If you know anything of either of these treatments please let me know because I go a little bit more insane with each tube of Diprosalic or Dovanex I open! -Ron S. - Desperate!

*****

Ed’s Response:  We hear your pain, Ron!  As you probably know from browsing here (Archives), the Psorigon War has been pretty extensively covered (thank you Cherry S.).  Add your name to the list of thousands who felt abandoned when Psorigon disappeared and unrequited by PS-98.  It was the UK’s version of the US Skin-Cap debacle.  Same sin — giving us too much of a good thing clandestinely.

I don’t know anything specific about the tests you describe, but we just achieved approval of Enbrel in the U.S., which is a “biologic” drug for arthritis now formally for psoriatic arthritis, too, and known through the trials to improve skin P, as well.  Sounds suspiciously similar — but I won’t wager a guess. 

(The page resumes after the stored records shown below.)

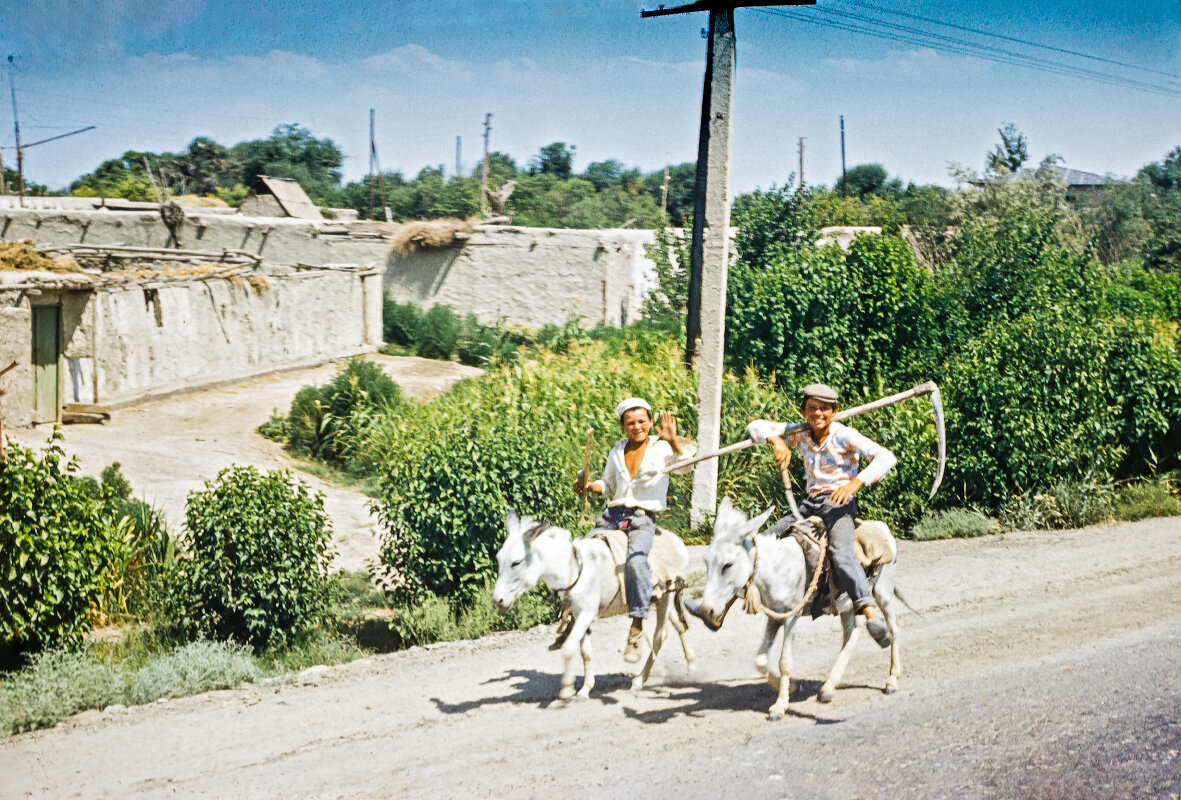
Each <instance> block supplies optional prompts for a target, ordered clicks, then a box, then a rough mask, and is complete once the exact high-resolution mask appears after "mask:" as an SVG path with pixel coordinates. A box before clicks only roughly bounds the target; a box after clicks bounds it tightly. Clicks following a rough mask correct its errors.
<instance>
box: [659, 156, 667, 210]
mask: <svg viewBox="0 0 1181 800" xmlns="http://www.w3.org/2000/svg"><path fill="white" fill-rule="evenodd" d="M667 216H668V168H667V167H665V180H664V183H661V184H660V219H665V217H667Z"/></svg>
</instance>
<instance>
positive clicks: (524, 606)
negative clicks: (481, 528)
mask: <svg viewBox="0 0 1181 800" xmlns="http://www.w3.org/2000/svg"><path fill="white" fill-rule="evenodd" d="M555 614H556V604H555V601H554V596H553V593H552V592H549V591H548V590H544V588H537V590H534V591H531V592H528V593H527V594H524V596H523V597H521V598H520V599H518V600H517V601H516V603H514V604H513V607H511V609H509V610H508V611H507V612H504V613H501V612H498V611H496V609H495V607H494V606H492V584H491V581H487V583H484V584H482V585H481V586H479V588H478V590H477V591H476V593H475V596H474V597H471V598H470V601H468V603H463V604H458V603H456V601H454V600H450V601H449V600H446V599H444V598H441V597H437V596H428V597H425V598H424V599H423V600H422V601H420V603H418V604H417V605H412V606H402V607H399V609H398V613H397V614H396V616H394V617H392V618H391V619H390V622H389V623H387V625H389V639H387V644H386V646H387V648H389V649H392V650H405V649H406V648H415V646H419V645H425V644H433V643H435V642H458V640H461V639H478V638H479V637H482V636H487V635H488V633H494V632H496V631H517V630H527V629H530V627H534V626H535V625H543V624H546V623H550V622H553V620H554V618H555Z"/></svg>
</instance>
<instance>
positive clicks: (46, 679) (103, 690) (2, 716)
mask: <svg viewBox="0 0 1181 800" xmlns="http://www.w3.org/2000/svg"><path fill="white" fill-rule="evenodd" d="M259 675H260V671H259V669H257V668H256V666H255V664H254V662H253V661H252V658H250V655H249V651H248V650H246V649H243V648H241V646H239V645H233V644H222V643H215V642H194V643H191V644H189V645H185V646H183V648H178V649H176V650H172V651H169V652H164V653H161V655H158V656H157V657H155V658H151V659H150V661H149V662H148V663H146V664H144V665H143V666H141V668H139V669H137V670H130V669H126V665H118V664H107V663H104V662H103V661H100V659H98V658H96V657H94V655H93V653H91V652H90V651H81V652H71V651H66V650H47V651H45V652H41V653H38V655H35V656H33V657H32V659H31V663H30V665H28V666H26V668H25V669H22V670H20V671H17V672H12V674H9V675H6V676H4V677H0V735H8V734H17V733H20V731H24V730H34V729H37V728H47V727H50V726H53V724H57V723H58V722H60V721H61V720H65V718H66V717H68V716H71V715H73V714H77V713H79V711H85V710H87V709H92V708H96V709H102V708H106V707H107V705H113V704H116V703H119V704H124V705H136V704H143V703H151V702H154V701H156V700H159V698H161V697H184V696H188V695H195V694H198V692H202V691H210V690H213V689H227V688H230V687H236V685H239V684H240V683H246V682H250V681H255V679H257V677H259Z"/></svg>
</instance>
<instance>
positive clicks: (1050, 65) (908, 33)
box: [816, 8, 1181, 91]
mask: <svg viewBox="0 0 1181 800" xmlns="http://www.w3.org/2000/svg"><path fill="white" fill-rule="evenodd" d="M816 11H820V12H822V13H824V14H831V15H834V17H840V18H844V19H850V20H854V21H855V22H866V24H869V25H879V26H882V27H885V28H888V30H894V31H900V32H902V33H903V34H912V35H920V37H927V38H928V39H932V40H934V41H942V43H947V44H950V45H951V46H967V47H973V48H977V50H979V51H981V52H987V53H994V54H997V56H1000V57H1004V58H1013V59H1019V60H1024V61H1029V63H1030V64H1031V65H1035V64H1036V65H1040V66H1050V67H1055V69H1064V70H1071V71H1075V72H1077V73H1079V74H1081V76H1087V77H1092V78H1101V79H1110V78H1115V79H1118V80H1125V82H1128V84H1129V85H1135V86H1140V87H1143V89H1150V90H1157V89H1162V86H1160V85H1159V84H1150V83H1147V82H1143V80H1138V79H1136V78H1125V77H1122V76H1115V74H1111V73H1107V72H1100V71H1097V70H1091V69H1088V67H1081V66H1074V65H1070V64H1063V63H1061V61H1051V60H1049V59H1046V58H1040V57H1037V56H1029V54H1025V53H1019V52H1016V51H1012V50H1004V48H1003V47H997V46H994V45H985V44H980V43H976V41H970V40H966V39H958V38H955V37H948V35H944V34H941V33H933V32H929V31H924V30H921V28H915V27H911V26H907V25H900V24H898V22H888V21H885V20H876V19H873V18H872V17H864V15H862V14H856V13H853V12H847V11H839V9H836V8H817V9H816ZM1163 89H1164V90H1166V91H1179V90H1181V86H1177V87H1163Z"/></svg>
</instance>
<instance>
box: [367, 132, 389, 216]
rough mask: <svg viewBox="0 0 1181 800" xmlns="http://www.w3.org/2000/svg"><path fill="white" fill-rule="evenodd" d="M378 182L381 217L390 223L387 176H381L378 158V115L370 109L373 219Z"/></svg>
mask: <svg viewBox="0 0 1181 800" xmlns="http://www.w3.org/2000/svg"><path fill="white" fill-rule="evenodd" d="M374 178H376V180H377V184H378V190H379V191H380V197H381V215H383V216H384V217H385V221H386V222H389V221H390V207H389V206H387V204H386V202H385V176H384V175H381V160H380V158H378V157H377V115H376V112H374V111H373V109H370V180H368V184H370V214H368V217H370V219H371V220H372V219H373V181H374Z"/></svg>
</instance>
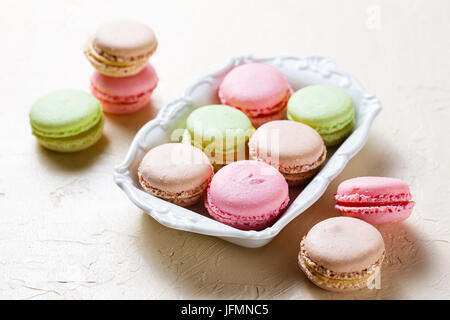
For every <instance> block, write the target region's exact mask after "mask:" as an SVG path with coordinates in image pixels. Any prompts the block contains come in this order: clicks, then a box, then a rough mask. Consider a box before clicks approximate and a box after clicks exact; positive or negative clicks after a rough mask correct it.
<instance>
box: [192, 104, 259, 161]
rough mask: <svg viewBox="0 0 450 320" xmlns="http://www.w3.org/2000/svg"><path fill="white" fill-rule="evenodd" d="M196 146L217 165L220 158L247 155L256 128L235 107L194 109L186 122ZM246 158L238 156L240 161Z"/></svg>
mask: <svg viewBox="0 0 450 320" xmlns="http://www.w3.org/2000/svg"><path fill="white" fill-rule="evenodd" d="M186 127H187V129H188V130H189V133H190V134H191V139H192V143H193V145H194V146H196V147H198V148H200V149H202V150H203V151H204V152H205V153H206V154H207V155H208V156H210V159H211V156H216V159H215V160H214V159H211V161H212V162H215V163H217V162H218V160H217V159H218V157H217V154H219V157H222V155H223V156H227V155H230V154H231V157H232V158H233V159H236V156H233V155H236V154H237V153H240V152H241V150H243V151H242V152H245V148H246V145H247V141H248V139H249V138H250V136H251V135H252V134H253V132H254V131H255V129H254V128H253V126H252V123H251V121H250V119H249V118H248V117H247V116H246V115H245V113H243V112H242V111H239V110H237V109H235V108H232V107H229V106H225V105H218V104H217V105H207V106H203V107H200V108H198V109H196V110H194V111H193V112H192V113H191V114H190V115H189V116H188V118H187V120H186ZM241 156H245V155H243V154H241V155H237V157H238V158H241Z"/></svg>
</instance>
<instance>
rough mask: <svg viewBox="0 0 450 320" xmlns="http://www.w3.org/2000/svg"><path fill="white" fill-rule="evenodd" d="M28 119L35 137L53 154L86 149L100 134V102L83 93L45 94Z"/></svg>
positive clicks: (101, 113) (100, 116)
mask: <svg viewBox="0 0 450 320" xmlns="http://www.w3.org/2000/svg"><path fill="white" fill-rule="evenodd" d="M29 117H30V124H31V128H32V132H33V134H34V136H35V137H36V138H37V140H38V141H39V143H40V144H41V145H42V146H43V147H45V148H47V149H50V150H53V151H58V152H75V151H80V150H83V149H86V148H89V147H90V146H92V145H93V144H94V143H96V142H97V141H98V140H99V139H100V138H101V136H102V132H103V123H104V118H103V113H102V108H101V105H100V102H99V101H98V100H97V99H95V98H94V97H93V96H92V95H90V94H89V93H87V92H84V91H79V90H71V89H64V90H57V91H53V92H51V93H48V94H47V95H44V96H42V97H41V98H39V99H38V100H37V101H36V102H34V103H33V105H32V106H31V110H30V114H29Z"/></svg>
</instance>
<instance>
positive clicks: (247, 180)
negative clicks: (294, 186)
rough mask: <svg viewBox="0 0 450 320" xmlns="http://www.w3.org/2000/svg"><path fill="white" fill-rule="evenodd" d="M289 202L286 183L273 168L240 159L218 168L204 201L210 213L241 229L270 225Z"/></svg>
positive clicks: (208, 187)
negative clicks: (226, 165)
mask: <svg viewBox="0 0 450 320" xmlns="http://www.w3.org/2000/svg"><path fill="white" fill-rule="evenodd" d="M288 203H289V190H288V184H287V183H286V180H285V179H284V177H283V175H281V173H279V172H278V170H276V169H275V168H274V167H272V166H270V165H268V164H266V163H264V162H259V161H253V160H242V161H237V162H233V163H231V164H229V165H227V166H225V167H223V168H222V169H220V170H219V171H218V172H217V173H216V174H215V175H214V177H213V179H212V181H211V183H210V185H209V187H208V190H207V196H206V199H205V206H206V209H207V210H208V212H209V214H210V215H211V216H212V217H213V218H214V219H216V220H217V221H220V222H222V223H224V224H227V225H229V226H232V227H235V228H238V229H241V230H262V229H265V228H267V227H269V226H271V225H272V224H273V223H274V222H275V221H276V220H277V219H278V218H279V216H280V214H281V213H282V212H283V209H284V208H286V206H287V205H288Z"/></svg>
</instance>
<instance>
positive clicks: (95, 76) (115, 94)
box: [91, 63, 158, 114]
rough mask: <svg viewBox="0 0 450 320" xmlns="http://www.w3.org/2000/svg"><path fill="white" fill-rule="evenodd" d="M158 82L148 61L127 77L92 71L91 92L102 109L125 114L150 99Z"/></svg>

Fact is there are over 30 new drugs in the US drug-approval pipeline and several are this new type — biologics — derived from living tissue (blood serum?) rather than plain chemistry.  Some of these drugs target specific kinds of T-cells that work as part of the immune system; T-cells believed to be specific contributors to psoriasis.  The new drugs are supposed to block these T-cells from doing their P-triggering-thing.  By so narrowly defining the action of a specific type of cell, less risk to the immune system at large is the anticipated benefit. 

I’m on the waiting list for Enbrel and “excited in general” about all the other breaking developments.  Chances are, Ron, you’ll have your own alternatives to “Diprosalic or Dovanex” long before they have to lock you up in the insane asylum.